IBM and Dallara Group have launched a strategic collaboration aimed at redefining how high-performance vehicles are designed. By integrating artificial intelligence with emerging quantum computing technologies, the partnership seeks to dramatically improve the speed and accuracy of aerodynamic simulations—one of the most complex aspects of motorsport engineering.
AI-Powered Aerodynamic Design
Central to this initiative is the creation of physics-based AI foundation models trained on Dallara’s proprietary aerodynamic datasets. These datasets are not only extensive but also validated through real-world performance, making them highly reliable for training advanced models.
Early results indicate a major breakthrough: simulation times that once took several hours can now potentially be reduced to just minutes. This allows engineers to iterate rapidly, testing a wider range of design possibilities without the traditional computational bottlenecks.
Tackling Complex Engineering Challenges
Designing a competitive race car involves balancing multiple aerodynamic factors, including downforce, drag, stability, and responsiveness. These variables often interact in unpredictable ways, where even small geometric adjustments can lead to significant performance changes.

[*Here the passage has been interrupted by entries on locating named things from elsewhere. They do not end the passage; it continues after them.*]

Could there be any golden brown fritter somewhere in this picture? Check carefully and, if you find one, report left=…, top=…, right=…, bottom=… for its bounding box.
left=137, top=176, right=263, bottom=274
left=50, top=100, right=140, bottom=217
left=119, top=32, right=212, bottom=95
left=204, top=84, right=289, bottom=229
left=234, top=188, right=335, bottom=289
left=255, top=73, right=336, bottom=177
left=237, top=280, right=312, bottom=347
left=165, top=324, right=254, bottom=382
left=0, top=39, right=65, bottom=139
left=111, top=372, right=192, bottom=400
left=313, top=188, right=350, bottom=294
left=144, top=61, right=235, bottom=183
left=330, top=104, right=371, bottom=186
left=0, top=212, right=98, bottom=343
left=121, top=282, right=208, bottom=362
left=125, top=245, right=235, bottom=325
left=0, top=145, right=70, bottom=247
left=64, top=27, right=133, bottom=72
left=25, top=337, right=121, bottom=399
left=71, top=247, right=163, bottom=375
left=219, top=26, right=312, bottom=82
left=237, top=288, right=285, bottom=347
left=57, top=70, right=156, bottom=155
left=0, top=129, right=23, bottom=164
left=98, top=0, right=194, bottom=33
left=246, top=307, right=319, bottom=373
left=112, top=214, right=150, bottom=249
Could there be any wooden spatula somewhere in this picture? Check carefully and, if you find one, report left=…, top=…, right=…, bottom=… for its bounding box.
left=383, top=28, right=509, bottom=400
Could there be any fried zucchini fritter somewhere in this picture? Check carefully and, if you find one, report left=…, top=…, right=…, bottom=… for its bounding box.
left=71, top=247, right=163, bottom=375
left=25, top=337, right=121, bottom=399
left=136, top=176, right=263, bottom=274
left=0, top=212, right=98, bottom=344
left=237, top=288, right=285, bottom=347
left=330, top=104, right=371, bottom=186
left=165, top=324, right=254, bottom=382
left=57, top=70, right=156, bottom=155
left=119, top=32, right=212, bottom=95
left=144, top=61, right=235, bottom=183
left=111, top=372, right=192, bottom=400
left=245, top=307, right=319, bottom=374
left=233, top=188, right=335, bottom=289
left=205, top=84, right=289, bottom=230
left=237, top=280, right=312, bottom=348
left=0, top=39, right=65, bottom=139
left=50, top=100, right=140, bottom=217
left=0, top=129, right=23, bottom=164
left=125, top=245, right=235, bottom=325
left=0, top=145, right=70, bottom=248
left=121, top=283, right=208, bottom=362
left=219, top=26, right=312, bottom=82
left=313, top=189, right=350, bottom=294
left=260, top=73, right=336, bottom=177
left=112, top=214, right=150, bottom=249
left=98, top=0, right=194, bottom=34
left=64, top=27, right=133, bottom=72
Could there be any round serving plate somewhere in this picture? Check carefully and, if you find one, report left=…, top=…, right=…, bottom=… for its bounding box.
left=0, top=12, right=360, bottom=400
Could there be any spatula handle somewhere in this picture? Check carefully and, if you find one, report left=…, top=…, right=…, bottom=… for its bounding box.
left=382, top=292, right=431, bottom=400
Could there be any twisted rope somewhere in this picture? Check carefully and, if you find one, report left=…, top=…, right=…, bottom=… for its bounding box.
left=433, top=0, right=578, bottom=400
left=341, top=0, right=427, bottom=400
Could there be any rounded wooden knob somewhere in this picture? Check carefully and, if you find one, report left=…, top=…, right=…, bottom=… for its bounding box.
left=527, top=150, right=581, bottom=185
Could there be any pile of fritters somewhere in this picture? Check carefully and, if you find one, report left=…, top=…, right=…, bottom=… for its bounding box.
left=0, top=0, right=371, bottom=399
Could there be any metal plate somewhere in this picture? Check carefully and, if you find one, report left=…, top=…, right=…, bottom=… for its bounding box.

The AI models being developed aim to simplify this complexity by predicting aerodynamic behavior directly from vehicle geometry and engineering inputs. This capability enables faster decision-making and helps engineers identify optimal designs earlier in the development process.

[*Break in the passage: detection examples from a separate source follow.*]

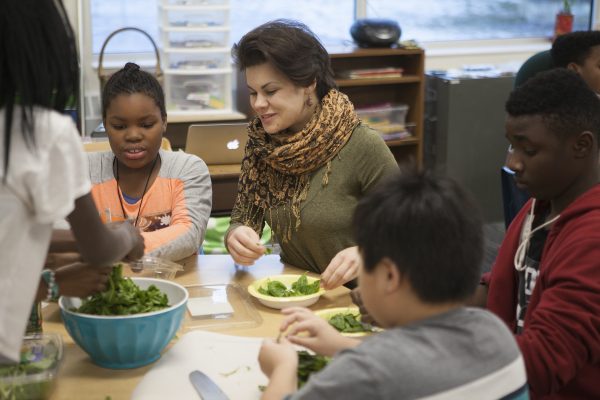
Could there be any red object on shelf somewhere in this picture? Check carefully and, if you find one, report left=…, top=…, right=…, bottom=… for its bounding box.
left=554, top=12, right=573, bottom=38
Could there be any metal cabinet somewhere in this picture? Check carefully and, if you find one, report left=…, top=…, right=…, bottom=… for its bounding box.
left=424, top=75, right=514, bottom=223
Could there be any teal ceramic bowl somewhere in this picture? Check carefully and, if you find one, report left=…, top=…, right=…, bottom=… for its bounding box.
left=58, top=278, right=188, bottom=369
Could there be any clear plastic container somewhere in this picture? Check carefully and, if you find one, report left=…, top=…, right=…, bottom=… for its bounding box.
left=356, top=104, right=415, bottom=140
left=0, top=333, right=63, bottom=400
left=166, top=74, right=230, bottom=110
left=123, top=256, right=183, bottom=280
left=356, top=104, right=408, bottom=129
left=163, top=8, right=227, bottom=29
left=183, top=284, right=262, bottom=332
left=168, top=52, right=230, bottom=73
left=167, top=32, right=227, bottom=50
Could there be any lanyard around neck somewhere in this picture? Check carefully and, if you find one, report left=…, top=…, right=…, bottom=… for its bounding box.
left=113, top=153, right=160, bottom=226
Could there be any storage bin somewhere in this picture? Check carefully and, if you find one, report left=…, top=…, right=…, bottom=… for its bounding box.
left=356, top=104, right=414, bottom=140
left=166, top=74, right=231, bottom=110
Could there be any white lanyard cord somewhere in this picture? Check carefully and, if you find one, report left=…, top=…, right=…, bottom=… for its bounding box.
left=513, top=199, right=560, bottom=272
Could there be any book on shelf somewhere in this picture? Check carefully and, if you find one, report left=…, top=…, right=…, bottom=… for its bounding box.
left=339, top=67, right=404, bottom=79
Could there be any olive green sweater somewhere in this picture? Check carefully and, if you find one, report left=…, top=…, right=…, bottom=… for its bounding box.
left=228, top=125, right=398, bottom=273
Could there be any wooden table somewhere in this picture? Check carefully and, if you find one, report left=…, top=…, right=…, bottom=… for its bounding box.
left=43, top=255, right=351, bottom=400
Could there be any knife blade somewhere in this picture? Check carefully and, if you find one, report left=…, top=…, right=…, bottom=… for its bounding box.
left=190, top=370, right=229, bottom=400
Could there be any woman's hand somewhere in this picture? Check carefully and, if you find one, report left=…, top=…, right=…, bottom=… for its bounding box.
left=350, top=286, right=379, bottom=326
left=321, top=246, right=362, bottom=290
left=280, top=307, right=360, bottom=357
left=227, top=226, right=267, bottom=266
left=54, top=262, right=112, bottom=298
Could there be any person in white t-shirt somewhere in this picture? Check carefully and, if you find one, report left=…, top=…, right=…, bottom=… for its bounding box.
left=0, top=0, right=144, bottom=363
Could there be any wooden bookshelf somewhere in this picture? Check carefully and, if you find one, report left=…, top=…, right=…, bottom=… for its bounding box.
left=329, top=48, right=425, bottom=166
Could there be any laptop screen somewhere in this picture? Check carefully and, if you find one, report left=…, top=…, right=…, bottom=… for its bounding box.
left=185, top=122, right=248, bottom=165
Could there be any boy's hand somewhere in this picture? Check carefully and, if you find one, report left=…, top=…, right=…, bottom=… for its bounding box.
left=226, top=226, right=267, bottom=267
left=44, top=253, right=83, bottom=269
left=280, top=307, right=360, bottom=357
left=116, top=221, right=145, bottom=261
left=54, top=262, right=112, bottom=298
left=321, top=246, right=361, bottom=290
left=258, top=338, right=298, bottom=378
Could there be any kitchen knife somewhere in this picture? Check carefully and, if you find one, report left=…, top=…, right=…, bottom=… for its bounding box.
left=190, top=370, right=229, bottom=400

The Role of Quantum Computing
While AI is already delivering measurable improvements, the collaboration also explores the longer-term potential of quantum computing. Quantum computing could enable more detailed and scalable simulations of physical systems that are currently too resource-intensive for classical computers.
IBM and Dallara are investigating hybrid quantum-classical approaches that could eventually complement existing simulation workflows, pushing the boundaries of what is computationally feasible.

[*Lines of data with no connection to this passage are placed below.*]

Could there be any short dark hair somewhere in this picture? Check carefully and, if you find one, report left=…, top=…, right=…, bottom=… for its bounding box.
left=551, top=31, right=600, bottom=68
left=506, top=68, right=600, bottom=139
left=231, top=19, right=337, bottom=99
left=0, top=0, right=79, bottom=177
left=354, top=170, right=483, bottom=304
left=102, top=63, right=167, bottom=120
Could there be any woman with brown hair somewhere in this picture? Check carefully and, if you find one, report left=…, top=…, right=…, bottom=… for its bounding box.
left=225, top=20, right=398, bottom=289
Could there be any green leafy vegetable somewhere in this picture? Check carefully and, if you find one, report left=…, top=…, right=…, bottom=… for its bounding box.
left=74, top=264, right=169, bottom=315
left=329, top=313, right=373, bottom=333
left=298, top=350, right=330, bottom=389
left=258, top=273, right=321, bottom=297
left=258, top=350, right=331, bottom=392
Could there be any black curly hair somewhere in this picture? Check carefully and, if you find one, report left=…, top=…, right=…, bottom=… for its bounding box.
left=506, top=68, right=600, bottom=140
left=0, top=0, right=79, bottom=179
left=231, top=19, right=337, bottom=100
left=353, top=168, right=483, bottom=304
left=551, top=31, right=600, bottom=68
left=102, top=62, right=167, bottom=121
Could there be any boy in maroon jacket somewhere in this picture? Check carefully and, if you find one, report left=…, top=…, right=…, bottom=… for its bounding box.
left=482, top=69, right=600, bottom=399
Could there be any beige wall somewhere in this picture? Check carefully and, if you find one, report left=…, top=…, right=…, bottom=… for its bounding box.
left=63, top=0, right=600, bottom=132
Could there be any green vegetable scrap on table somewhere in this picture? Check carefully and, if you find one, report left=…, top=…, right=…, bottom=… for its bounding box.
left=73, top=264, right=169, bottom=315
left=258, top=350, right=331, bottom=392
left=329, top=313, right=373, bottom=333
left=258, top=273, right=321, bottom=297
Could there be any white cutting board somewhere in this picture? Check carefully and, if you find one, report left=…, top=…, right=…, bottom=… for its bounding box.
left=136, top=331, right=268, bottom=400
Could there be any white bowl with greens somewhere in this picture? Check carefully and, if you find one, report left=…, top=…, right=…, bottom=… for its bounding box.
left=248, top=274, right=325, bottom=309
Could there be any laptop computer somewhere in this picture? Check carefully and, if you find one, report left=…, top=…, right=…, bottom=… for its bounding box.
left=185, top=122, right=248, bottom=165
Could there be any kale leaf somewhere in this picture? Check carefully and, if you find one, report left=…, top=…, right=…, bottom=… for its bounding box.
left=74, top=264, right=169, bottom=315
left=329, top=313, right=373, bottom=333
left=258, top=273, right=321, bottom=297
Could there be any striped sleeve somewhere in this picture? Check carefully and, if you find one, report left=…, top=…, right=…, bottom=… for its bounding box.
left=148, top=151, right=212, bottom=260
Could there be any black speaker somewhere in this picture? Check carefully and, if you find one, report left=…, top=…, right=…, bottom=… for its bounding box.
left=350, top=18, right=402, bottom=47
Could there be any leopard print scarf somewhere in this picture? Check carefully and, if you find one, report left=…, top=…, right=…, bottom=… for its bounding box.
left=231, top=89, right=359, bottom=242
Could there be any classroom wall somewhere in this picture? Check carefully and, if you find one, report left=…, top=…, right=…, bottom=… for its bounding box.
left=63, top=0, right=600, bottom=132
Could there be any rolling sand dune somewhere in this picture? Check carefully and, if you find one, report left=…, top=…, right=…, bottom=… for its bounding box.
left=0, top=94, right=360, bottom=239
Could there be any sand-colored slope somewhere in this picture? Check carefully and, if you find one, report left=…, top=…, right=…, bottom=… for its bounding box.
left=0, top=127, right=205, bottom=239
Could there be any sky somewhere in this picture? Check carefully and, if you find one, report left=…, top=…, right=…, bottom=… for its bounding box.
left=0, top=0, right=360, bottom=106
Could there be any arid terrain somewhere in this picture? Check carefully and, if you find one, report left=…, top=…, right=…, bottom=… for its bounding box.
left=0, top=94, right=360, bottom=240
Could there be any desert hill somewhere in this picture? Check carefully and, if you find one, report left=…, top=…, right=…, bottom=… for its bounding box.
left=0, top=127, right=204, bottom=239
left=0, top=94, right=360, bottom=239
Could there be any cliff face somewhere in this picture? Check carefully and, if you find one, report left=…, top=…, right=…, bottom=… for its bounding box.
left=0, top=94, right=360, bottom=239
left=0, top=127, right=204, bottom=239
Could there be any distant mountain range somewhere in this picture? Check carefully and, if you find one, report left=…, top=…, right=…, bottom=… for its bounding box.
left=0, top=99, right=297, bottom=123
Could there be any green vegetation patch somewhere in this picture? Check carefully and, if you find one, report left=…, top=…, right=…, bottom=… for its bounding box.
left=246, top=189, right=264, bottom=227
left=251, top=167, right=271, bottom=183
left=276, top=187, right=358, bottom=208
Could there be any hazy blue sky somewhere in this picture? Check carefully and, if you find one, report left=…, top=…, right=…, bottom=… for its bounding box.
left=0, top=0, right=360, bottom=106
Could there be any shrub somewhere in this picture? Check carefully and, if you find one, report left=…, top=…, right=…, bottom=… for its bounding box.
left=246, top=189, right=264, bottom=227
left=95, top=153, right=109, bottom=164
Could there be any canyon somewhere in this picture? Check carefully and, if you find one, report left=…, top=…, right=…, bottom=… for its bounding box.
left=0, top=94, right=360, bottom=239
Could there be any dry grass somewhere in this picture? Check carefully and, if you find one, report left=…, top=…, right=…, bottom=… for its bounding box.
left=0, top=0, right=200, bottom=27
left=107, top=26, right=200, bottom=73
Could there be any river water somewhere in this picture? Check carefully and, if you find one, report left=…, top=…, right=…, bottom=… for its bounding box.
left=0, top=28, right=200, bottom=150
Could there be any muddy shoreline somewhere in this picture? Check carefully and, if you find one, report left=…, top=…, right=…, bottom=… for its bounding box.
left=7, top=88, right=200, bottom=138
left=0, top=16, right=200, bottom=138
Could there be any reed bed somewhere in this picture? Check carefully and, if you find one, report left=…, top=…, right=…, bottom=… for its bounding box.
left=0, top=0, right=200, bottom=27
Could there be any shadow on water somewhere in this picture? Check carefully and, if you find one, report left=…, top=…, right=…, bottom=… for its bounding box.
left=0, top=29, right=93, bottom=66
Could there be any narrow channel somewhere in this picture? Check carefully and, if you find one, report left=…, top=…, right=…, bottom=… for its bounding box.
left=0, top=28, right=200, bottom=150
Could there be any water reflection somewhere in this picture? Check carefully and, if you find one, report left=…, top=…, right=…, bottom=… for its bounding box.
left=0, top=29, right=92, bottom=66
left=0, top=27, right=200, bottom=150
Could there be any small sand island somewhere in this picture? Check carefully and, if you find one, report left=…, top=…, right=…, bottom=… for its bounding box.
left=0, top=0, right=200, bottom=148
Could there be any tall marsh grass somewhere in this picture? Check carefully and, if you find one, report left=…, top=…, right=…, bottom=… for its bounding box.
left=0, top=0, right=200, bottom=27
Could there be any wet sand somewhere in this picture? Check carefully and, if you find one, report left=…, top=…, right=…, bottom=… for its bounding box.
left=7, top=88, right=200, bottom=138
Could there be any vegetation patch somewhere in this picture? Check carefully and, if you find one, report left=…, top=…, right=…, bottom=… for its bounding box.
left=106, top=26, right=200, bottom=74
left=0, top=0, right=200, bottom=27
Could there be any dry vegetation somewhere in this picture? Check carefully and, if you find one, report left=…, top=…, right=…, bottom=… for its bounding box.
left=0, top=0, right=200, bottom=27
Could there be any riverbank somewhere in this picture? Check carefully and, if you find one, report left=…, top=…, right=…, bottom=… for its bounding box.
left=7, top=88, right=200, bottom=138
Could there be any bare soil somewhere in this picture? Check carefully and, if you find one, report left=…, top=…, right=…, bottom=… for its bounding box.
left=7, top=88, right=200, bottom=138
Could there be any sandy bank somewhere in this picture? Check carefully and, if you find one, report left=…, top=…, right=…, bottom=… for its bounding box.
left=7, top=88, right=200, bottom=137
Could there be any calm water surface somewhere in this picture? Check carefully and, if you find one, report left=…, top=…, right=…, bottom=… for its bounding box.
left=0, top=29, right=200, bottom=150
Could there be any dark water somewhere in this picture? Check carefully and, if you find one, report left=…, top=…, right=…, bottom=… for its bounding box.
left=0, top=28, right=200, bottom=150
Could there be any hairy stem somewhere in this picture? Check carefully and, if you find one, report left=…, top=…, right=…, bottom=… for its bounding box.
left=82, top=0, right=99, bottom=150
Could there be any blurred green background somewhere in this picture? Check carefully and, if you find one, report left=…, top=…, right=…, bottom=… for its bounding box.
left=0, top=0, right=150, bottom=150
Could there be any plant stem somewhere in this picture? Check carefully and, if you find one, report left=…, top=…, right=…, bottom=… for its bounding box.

Expanding Data and Real-World Integration
Looking ahead, the teams plan to enhance their models by incorporating real-world data from wind tunnel experiments and on-track testing. This will improve accuracy and ensure the models remain grounded in practical performance conditions.
Additionally, the models will be expanded to handle a broader range of racing scenarios, including overtaking maneuvers and varying track environments—factors that are critical in competitive racing.
Impact on Engineering and Motorsport
The collaboration reflects a broader transformation in engineering, where AI is used to accelerate workflows and uncover new design possibilities. By enabling faster exploration of aerodynamic configurations, engineers can reduce reliance on costly full-scale simulations and focus resources more effectively.
If successful, the technologies developed through this partnership could extend beyond motorsport into the wider automotive industry, influencing how vehicles are designed, tested, and optimised.